To counteract the above two you should also compare the actual execution times. To do this, execute the following statement:

SET STATISTICS TIME ON;

After running a simple query, analyze the query execution plan for optimizing the query as below.

[sqlserver2.JPG]

After getting the execution plan, do the following

  • Analyzing Execution Plans
  • Estimated Cost of Execution

2. Use Clustered Indexes in appropriate columns
Having the clustered index on the primary key is sometimes not the most efficient place for the clustered index to be. A clustered index is the most per formant type of index.
The scenario is

  • Generally, the whole table is sorted according to the clustered index which is created by default while creating Primary key.
  • If the table is involved in lots of joins based on the primary key, it is probably the right place for it to be.
  • But in some cases that you are continually filtering or grouping on other columns in a table, then you should possibly consider changing the primary key index to Non-Clustered, and putting the clustered index on those filtered or grouped columns.


In such cases, drop the clustered index from PK and create new clustered index for other column.

ALTER TABLE testtable
DROP CONSTRAINT PK_testtable
GO
ALTER TABLE testtable
ADD CONSTRAINT PK_testtable
PRIMARY KEY NONCLUSTERED (testcolumn);

Then the following statement adds a new clustered index to a table for the required column other than primary key where it involved lot of joins.
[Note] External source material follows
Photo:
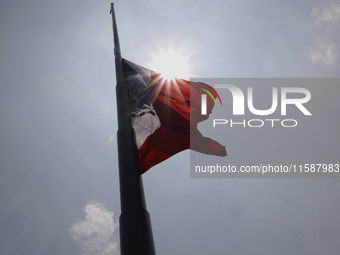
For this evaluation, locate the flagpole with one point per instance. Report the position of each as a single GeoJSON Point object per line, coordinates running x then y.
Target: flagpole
{"type": "Point", "coordinates": [134, 222]}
CREATE CLUSTERED INDEX MyClusteredIndex
ON testtable (testcolumnID)

3. Use Indexed views

Indexed Views have been around for a while for improving the performance using SCHEMABINDING option and create index on the views.
Imagine that you have created a view without SCHEMABINDING option and you have altered the schema of underlying table (deleted one column). Next time when you run your view, it will fail. Here is when SCHEMABINDING comes into picture. Creating a view with SCHEMABINDING option locks the underlying tables and prevents any changes that may change the table schema.

CREATE VIEW testview
WITH SCHEMABINDING
AS
SELECT testcolumn1, testcolumn2,
FROM testtable a INNER JOIN testtable2 b
ON (a.column1 = b.column1)

Note the use of the schema binding attribute. This prevents you from changing underlying tables while this view exists, and is necessary if you want to add an index.

CREATE UNIQUE CLUSTERED INDEX Idxtestview
ON testview (
testcolumn1, testcolumn2
)

4. Use Covering Indexes

Covering indexes are a feature that was newly added to SQL 2005. Basically, you can create an index optimized for the query itself based on joins, filters and grouping, and then add additional columns that can be retrieved directly from the index for use in select statements, as follows:

CREATE NONCLUSTERED INDEX TestIndex ON salestable (OrderId)INCLUDE (Quantity, UnitPrice)

If queries are executed on the OrderId column, the index will be used, and if the only other columns being retrieved are Quantity and UnitPrice, then the query optimizer doesn’t need to retrieve any extra columns from the underlying table. It can just use the index. Because the query optimizer doesn’t need to query the original table, performance is improved.

5. Keep your clustered index small in the table

One thing you need to consider when determining where to put your clustered index is how big the key for that index will be. So if you have a large clustered index on a table with a decent number of rows, the size could blow out significantly. In the case where there is no clustered index on a table, this could be just as bad, because it will use the row pointer, which is 8 bytes per row.

6. Avoid cursors

Cursors are less performant because every FETCH statement executed is equivalent to another SELECT statement execution that returns a single row. The optimizer can’t optimize a CURSOR statement, instead optimizing the queries within each execution of the cursor loop, which is undesirable. Given that most CURSOR statements can be re-written using set logic, they should generally be avoided.
Each time when the FECTH is executed, it causes a roundtrip to the server and hence performance is degraded.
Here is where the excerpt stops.